From: "Myklebust, Trond" <Trond.Myklebust@netapp.com>
To: "J. Bruce Fields" <bfields@fieldses.org>
CC: "linux-nfs@vger.kernel.org" <linux-nfs@vger.kernel.org>
Subject: Re: [PATCH 2/3] SUNRPC: Faster detection if gssd is actually running
Date: Fri, 17 May 2013 17:52:45 +0000
Message-ID: <1368813165.9073.3.camel@leira.trondhjem.org>
References: <1368647441-24815-1-git-send-email-Trond.Myklebust@netapp.com>
	 <1368647441-24815-2-git-send-email-Trond.Myklebust@netapp.com>
	 <1368647441-24815-3-git-send-email-Trond.Myklebust@netapp.com>
	 <20130516201954.GA3216@fieldses.org> <20130517010344.GA6579@fieldses.org>
In-Reply-To: <20130517010344.GA6579@fieldses.org>
Content-Type: text/plain; charset=US-ASCII
MIME-Version: 1.0
Sender: linux-nfs-owner@vger.kernel.org

On Thu, 2013-05-16 at 21:03 -0400, J. Bruce Fields wrote:
> On Thu, May 16, 2013 at 04:19:54PM -0400, bfields wrote:
> > On Wed, May 15, 2013 at 12:50:40PM -0700, Trond Myklebust wrote:
> > > Recent changes to the NFS security flavour negotiation mean that
> > > we have a stronger dependency on rpc.gssd. If the latter is not
> > > running, because the user failed to start it, then we time out
> > > and mark the container as not having an instance. We then
> > > use that information to time out faster the next time.
> > > 
> > > If, on the other hand, the rpc.gssd successfully binds to an rpc_pipe,
> > > then we mark the container as having an rpc.gssd instance.
> > 
> > So it's still a 15 second delay on the first mount, then 7 on the
> > second, then 3, 1, and no delay thereafter.  Is that right?
> > 
> > Why not be harsher and go straight to 0 after the first failure?
> 
> Chuck points out I'm confused, it's actually 15s then 1/4s (why 1/4s?).
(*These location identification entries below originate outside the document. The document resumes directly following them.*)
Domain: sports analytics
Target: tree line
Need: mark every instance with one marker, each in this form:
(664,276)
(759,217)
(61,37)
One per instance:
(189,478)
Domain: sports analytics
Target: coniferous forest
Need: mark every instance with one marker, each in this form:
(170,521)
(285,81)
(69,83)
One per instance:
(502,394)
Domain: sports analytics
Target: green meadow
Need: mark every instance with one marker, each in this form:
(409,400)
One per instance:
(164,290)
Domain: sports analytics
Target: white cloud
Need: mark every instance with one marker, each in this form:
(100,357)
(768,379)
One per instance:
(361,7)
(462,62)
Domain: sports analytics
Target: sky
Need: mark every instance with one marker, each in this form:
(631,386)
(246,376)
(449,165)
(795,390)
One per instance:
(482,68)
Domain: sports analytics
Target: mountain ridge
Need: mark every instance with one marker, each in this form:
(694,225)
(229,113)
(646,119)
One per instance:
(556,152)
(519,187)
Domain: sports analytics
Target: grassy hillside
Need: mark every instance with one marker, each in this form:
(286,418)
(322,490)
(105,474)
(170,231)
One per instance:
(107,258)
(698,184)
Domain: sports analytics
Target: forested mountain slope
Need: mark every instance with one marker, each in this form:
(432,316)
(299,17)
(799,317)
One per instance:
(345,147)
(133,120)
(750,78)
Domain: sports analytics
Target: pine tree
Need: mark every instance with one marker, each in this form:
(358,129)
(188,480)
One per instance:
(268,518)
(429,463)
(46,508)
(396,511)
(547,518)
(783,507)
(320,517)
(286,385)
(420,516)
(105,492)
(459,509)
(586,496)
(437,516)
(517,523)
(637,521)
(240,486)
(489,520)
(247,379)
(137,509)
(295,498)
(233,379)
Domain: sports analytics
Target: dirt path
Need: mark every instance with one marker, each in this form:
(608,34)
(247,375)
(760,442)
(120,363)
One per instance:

The timeout has to be non-zero, otherwise if you _do_ restart rpc.gssd,
it needs a certain time to actually connect to one of the gssd
rpc_pipes.

The 15 second initial timeout is there in order to deal with the fact
that it may take a moment or 2 for init to get round to starting
rpc.gssd. I didn't want to change that value right now.

> (Apologies, somehow I saw a ">> 2" in there and my brain shut down and
> jumped to the "exponential delay" conclusion.)
> 
> Still sort of curious how we're choosing these delays, though.
> 
> Hard to imagine people won't still notice the delay on first mount.
> Given there's a workaround (run gssd), maybe that's just good enough for
> now, I don't know.


-- 
Trond Myklebust
Linux NFS client maintainer

NetApp
Trond.Myklebust@netapp.com
www.netapp.com